Practical example: a new Phase 2 Table 1 report is successfully submitted by an MP but subsequently they wish to correct the UTI after discussion with the counterparty. They submit a report for that UTI with ActionType = “E” and they then submit a new report for the same deal with a new UTI (matching the counterparty’s UTI) with ActionType = “N”, they do NOT include any information about the original report or its UTI in the newly submitted report. Is this an acceptable process for correcting the UTI?


Answer:

Market participants should clearly distinguish the Error “E” from the Modification “M” case.
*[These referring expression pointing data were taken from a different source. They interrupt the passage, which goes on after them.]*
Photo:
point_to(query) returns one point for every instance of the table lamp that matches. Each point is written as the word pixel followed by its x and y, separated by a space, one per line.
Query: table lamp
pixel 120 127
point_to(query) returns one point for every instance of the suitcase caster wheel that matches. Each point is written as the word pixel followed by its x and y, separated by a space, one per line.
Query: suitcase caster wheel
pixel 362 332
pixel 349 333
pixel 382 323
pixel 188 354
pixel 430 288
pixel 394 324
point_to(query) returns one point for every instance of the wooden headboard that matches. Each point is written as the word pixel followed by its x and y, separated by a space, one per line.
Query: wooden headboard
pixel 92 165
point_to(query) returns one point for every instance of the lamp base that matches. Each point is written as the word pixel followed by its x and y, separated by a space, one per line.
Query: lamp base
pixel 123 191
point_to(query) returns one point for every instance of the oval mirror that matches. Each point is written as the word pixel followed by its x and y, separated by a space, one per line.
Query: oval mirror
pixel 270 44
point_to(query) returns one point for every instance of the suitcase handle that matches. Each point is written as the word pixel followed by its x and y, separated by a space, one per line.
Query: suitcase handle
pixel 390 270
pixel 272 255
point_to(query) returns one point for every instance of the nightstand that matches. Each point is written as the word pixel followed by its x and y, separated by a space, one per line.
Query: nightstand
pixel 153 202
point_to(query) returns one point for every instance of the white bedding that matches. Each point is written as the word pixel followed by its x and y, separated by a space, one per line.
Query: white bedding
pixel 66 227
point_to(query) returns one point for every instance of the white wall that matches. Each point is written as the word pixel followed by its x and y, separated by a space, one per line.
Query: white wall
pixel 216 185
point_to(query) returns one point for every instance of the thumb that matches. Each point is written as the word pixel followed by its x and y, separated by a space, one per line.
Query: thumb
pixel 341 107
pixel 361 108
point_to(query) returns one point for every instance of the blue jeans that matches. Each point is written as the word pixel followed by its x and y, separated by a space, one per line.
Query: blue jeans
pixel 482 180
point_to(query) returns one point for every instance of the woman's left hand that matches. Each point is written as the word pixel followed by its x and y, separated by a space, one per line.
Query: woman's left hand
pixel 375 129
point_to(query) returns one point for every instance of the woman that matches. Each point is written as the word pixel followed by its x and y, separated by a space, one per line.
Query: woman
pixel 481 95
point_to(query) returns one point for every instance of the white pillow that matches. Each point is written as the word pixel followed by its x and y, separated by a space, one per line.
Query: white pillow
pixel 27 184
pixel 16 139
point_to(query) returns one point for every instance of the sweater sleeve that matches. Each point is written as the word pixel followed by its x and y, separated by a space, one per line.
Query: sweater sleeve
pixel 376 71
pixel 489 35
As indicated in the TRUM, “E” for Error should be used to denote a cancellation of a wrongly submitted report, while “M” for Modification should be used for the modification of the details of a previously reported contract.

In order to correct the UTI that was wrongly submitted, the original report needs to be cancelled with Action type “E” and a new report with a new UTI (matching the counterparty’s UTI) has to be submitted for the same deal with Action type “N”. The new report does not have to include any information about the original report or its UTI, since the original report was wrongly submitted in the first place.

However, with regard to Question 3.1.17 of the FAQs on REMIT transaction reporting, if a market participant’s counterparty provides the UTI after T+1 day or T+1 month, or alternatively not at all, the market participant who is reporting its reports should submit a temporary UTI. Once they have received the UTI from their counterparty, a ‘Modify’ report should be submitted to modify the previous report, recalling the old UTI.

If a report is due to be reported on a T+1 day basis, all life cycle events related to that report have to be reported on a T+1 day basis. Otherwise, if a new report is due to be reported on a T+1 month basis, all life cycle events related to that report have to be reported on a T+1 month basis. Examples of ’modification‘, ’early termination‘ and ’error‘ reports are available in Annex II to the TRUM.